E, com tudo isso, George Naylor está quase à beira da falência – apesar de estar em melhor situação do que muitos de seus vizinhos. (Em parte porque ainda está dirigindo aquele trator ano 1975.) Pois, apesar de sua propriedade ainda ser capaz de alimentar 129 pessoas, ela já não é capaz de sustentar as quatro que moram nela: a fazenda dos Naylor sobrevive graças ao contracheque de Peggy Naylor (ela trabalha num órgão de assistência social em Jefferson) e a um subsídio anual pago por Washington, D.C. A família Naylor também já não pode alimentar a família Naylor, como fez nos tempos do avô. As safras colhidas por George são basicamente não comestíveis – são mercadorias que precisam ser processadas ou dadas aos animais como ração antes de que estes possam alimentar pessoas.
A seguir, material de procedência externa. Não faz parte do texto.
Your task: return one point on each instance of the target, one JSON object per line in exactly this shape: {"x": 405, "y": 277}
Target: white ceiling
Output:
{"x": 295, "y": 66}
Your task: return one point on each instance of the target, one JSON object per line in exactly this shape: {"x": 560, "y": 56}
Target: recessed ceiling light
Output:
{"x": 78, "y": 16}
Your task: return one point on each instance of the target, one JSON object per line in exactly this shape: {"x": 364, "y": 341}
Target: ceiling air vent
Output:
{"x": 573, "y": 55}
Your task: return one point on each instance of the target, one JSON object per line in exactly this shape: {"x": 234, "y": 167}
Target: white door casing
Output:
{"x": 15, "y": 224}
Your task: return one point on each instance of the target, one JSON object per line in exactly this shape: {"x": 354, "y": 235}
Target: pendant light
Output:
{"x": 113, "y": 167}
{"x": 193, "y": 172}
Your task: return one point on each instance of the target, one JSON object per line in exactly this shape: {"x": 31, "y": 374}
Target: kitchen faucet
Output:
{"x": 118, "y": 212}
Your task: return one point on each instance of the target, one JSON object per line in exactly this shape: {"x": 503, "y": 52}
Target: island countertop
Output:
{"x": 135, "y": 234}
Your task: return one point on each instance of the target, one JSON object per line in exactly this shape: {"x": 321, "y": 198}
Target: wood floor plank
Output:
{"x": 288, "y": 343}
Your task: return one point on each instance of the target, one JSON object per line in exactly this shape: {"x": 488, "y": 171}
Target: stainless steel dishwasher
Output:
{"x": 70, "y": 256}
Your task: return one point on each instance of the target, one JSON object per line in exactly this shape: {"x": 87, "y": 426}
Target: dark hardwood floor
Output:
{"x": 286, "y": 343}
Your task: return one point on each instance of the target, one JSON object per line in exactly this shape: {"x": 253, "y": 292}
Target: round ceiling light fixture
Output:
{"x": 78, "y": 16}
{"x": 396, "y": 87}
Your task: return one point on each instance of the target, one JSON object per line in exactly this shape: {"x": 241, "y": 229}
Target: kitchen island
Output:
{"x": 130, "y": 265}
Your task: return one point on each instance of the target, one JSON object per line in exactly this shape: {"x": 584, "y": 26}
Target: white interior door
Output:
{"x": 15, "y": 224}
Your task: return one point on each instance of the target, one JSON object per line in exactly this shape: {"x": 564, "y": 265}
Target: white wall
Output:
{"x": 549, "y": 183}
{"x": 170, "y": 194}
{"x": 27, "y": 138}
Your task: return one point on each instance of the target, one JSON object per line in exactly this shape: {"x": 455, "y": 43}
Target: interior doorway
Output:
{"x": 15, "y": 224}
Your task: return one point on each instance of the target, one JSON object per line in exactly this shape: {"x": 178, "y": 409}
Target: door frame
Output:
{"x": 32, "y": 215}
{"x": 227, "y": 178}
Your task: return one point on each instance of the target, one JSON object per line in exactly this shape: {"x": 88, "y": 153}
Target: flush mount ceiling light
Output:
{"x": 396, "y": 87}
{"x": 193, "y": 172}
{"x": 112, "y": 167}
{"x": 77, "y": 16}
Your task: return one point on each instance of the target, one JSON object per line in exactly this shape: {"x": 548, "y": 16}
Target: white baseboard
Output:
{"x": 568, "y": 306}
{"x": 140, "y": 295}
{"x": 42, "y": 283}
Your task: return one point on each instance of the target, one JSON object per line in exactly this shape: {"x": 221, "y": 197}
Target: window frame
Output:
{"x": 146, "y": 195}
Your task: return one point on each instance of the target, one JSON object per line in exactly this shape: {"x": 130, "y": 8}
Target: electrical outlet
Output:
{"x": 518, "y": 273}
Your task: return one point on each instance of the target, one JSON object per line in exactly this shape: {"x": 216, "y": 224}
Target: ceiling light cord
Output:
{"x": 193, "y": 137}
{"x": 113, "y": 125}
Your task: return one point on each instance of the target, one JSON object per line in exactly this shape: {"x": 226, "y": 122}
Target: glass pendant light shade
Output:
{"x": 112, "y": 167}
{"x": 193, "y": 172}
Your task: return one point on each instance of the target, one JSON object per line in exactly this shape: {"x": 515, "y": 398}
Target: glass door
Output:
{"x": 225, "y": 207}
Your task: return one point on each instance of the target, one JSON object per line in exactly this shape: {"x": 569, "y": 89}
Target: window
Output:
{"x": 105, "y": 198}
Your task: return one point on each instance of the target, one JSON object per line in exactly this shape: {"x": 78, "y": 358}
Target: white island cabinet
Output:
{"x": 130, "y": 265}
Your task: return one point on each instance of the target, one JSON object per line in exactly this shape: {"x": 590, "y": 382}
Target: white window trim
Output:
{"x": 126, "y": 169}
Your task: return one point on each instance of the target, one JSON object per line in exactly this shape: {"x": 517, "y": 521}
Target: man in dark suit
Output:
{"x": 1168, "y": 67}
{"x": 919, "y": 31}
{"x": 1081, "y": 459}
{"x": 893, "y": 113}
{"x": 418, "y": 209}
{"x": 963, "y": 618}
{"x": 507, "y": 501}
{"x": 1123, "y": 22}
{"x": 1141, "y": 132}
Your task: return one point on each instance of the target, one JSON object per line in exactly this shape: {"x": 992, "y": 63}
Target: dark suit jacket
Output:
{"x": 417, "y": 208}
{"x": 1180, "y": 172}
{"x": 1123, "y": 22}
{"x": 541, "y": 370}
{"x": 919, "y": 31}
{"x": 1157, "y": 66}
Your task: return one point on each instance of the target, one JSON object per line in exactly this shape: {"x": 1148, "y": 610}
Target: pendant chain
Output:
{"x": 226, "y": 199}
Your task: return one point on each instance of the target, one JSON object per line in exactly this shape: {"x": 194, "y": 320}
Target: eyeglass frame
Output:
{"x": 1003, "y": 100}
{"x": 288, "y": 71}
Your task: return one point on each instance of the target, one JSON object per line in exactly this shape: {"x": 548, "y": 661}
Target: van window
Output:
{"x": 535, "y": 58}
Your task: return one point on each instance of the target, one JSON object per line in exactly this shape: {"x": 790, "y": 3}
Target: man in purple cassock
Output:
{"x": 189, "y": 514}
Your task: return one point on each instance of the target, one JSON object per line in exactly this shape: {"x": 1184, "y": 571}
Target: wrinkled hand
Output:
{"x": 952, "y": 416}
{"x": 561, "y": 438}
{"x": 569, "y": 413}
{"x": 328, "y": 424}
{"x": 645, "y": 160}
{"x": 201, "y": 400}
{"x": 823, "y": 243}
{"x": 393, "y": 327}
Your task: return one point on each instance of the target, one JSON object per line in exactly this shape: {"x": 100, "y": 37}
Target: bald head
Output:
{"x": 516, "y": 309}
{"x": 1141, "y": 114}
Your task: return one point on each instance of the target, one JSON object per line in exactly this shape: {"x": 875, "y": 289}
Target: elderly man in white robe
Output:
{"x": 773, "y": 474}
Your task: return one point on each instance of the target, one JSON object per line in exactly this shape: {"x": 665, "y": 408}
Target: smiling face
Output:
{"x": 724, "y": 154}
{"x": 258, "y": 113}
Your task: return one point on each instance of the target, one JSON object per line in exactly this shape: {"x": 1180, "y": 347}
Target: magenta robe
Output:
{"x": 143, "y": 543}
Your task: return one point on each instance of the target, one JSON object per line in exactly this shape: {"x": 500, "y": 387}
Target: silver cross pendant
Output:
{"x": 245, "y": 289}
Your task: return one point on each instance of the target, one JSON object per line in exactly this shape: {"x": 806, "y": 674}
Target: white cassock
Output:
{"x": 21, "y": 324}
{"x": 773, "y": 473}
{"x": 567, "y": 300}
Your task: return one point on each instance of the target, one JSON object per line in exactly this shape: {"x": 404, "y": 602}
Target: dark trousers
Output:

Água, água por todo lado e nem uma gota para se beber: como ocorre na maior parte do Iowa, que atualmente importa 80% dos alimentos que consome, a fazenda de George (com exceção do seu jardim, suas galinhas e suas árvores frutíferas) é basicamente um deserto de alimentos. 

As 129 pessoas que dependem de George Naylor para seu sustento são todas desconhecidas, vivendo na ponta mais distante de uma cadeia alimentar tão longa, intrincada e obscura que nenhum produtor nem consumidor tem motivo algum para saber algo sobre o outro. Pergunte a um desses comedores de onde vem o seu filé ou o seu refrigerante e ele ou ela responderá “do supermercado”. Pergunte a George para quem ele está cultivando todo esse milho e ele lhe dirá “o complexo militar-industrial”. Ambos estão parcialmente corretos. 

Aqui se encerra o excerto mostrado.